Title: Wireless Mobile Terminal/Network Anchor Switch Handover Model


Source: Radio ATM Group

The Olivetti Research Laboratory

24a Trumpington Street

Cambridge CB2 1QA

United Kingdom

Phone: +44 1223 343000 Fax: +44 1223 313542

E-mail: [email protected]


Date: April 27-May 3, 1997

Chicago, Illinois


Distribution: WATM


Notice: This contribution has been prepared to assist the ATM Forum. It is offered for discussion and is not a binding proposal on the Olivetti Research Laboratory. Specifically the Olivetti Research Laboratory reserves the right to add, amend or withdraw any or all statements contained herein.
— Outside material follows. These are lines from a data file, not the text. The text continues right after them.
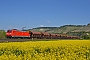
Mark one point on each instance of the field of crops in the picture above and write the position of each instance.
(46, 50)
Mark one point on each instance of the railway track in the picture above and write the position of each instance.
(14, 40)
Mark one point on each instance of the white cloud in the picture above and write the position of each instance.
(48, 21)
(41, 25)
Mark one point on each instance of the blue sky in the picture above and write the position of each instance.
(36, 13)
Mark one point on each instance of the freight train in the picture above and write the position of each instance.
(14, 33)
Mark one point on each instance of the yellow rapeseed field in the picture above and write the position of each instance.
(46, 50)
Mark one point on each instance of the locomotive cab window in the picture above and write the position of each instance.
(9, 31)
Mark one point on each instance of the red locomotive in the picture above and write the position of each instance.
(14, 33)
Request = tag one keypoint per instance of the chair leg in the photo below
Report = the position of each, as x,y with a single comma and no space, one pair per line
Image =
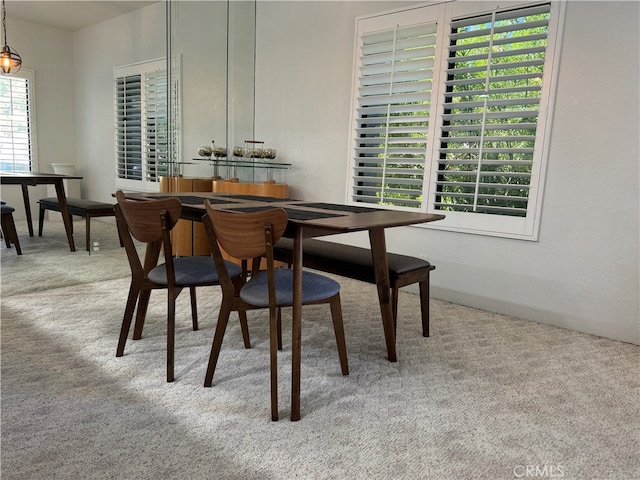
338,326
223,319
273,360
244,326
171,332
424,306
194,308
279,328
134,291
394,306
10,232
87,235
143,304
5,231
41,220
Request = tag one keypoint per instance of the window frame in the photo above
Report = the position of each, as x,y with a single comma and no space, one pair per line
527,227
29,76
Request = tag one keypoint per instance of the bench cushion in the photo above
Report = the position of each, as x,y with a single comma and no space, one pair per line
347,260
80,203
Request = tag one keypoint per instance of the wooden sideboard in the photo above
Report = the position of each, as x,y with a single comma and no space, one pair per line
189,238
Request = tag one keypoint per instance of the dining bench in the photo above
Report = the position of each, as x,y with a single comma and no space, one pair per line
356,262
79,207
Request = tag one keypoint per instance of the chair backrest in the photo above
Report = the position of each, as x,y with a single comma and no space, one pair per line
144,218
242,235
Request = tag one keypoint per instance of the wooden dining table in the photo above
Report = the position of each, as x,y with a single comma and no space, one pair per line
315,219
26,179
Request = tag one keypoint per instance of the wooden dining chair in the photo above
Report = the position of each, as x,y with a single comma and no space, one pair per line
151,222
250,236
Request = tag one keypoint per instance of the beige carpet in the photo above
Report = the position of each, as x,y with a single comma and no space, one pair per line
485,397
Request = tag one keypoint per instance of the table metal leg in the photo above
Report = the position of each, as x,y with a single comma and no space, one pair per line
66,218
381,268
296,341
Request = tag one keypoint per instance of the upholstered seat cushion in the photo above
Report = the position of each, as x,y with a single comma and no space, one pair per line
346,260
314,288
192,270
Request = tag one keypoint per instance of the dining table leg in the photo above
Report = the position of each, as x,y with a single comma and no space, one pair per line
296,347
64,209
381,270
27,208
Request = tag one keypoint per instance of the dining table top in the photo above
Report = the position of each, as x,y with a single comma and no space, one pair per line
335,217
17,178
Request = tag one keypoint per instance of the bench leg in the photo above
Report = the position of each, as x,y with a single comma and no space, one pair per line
424,306
87,238
40,221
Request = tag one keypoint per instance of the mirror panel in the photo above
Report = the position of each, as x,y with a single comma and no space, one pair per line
214,43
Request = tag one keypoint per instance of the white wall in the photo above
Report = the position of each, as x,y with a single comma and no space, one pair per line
49,53
125,40
583,272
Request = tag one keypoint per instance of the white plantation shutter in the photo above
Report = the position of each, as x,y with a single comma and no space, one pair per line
155,131
491,109
451,112
128,127
16,127
141,105
394,98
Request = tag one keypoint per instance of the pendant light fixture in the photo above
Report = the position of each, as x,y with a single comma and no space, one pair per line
10,61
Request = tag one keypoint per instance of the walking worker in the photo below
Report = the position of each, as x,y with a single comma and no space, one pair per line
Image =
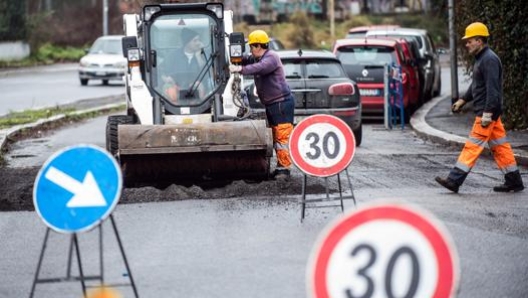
485,92
273,91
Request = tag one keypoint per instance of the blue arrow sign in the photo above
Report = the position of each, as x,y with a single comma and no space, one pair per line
77,188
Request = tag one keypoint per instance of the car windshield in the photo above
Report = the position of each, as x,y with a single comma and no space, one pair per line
184,54
315,68
107,46
366,55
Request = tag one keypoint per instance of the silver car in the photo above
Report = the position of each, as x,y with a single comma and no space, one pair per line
319,85
103,61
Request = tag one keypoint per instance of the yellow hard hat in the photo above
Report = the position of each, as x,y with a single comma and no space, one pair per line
476,29
258,36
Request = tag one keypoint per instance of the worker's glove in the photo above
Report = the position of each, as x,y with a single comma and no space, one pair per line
457,106
486,119
235,68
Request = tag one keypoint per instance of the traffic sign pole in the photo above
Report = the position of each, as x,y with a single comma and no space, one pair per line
323,146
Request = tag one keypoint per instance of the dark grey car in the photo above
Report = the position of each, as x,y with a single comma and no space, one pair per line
319,85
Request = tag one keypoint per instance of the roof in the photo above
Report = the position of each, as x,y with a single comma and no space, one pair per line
365,41
371,27
402,31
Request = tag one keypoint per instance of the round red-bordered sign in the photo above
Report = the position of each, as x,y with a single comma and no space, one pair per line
384,248
322,145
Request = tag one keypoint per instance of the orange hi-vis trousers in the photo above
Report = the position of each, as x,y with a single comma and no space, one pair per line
281,135
495,136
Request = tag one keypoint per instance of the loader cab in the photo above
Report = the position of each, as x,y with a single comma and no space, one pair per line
184,56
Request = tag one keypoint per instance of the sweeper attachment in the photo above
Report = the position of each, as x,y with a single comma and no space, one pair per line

Abstract: This contribution details the handover strategy and signalling requirements for an anchor switch handover model. We propose that the anchor switch model should be supported as a WATM release 1.0 specification handover architecture.


1 Introduction

The handover protocol should allow a wireless mobile ATM terminal (WMT) or mobile ATM network (MN) to seamlessly move between wired network access points (APs) while maintaining the negotiated Quality of Service (QoS) of its active connections. This can be achieved by using efficient signalling protocols combined with the efficient rerouting and switching of the WMTs/MNs virtual connections (VCs) to the appropriate AP.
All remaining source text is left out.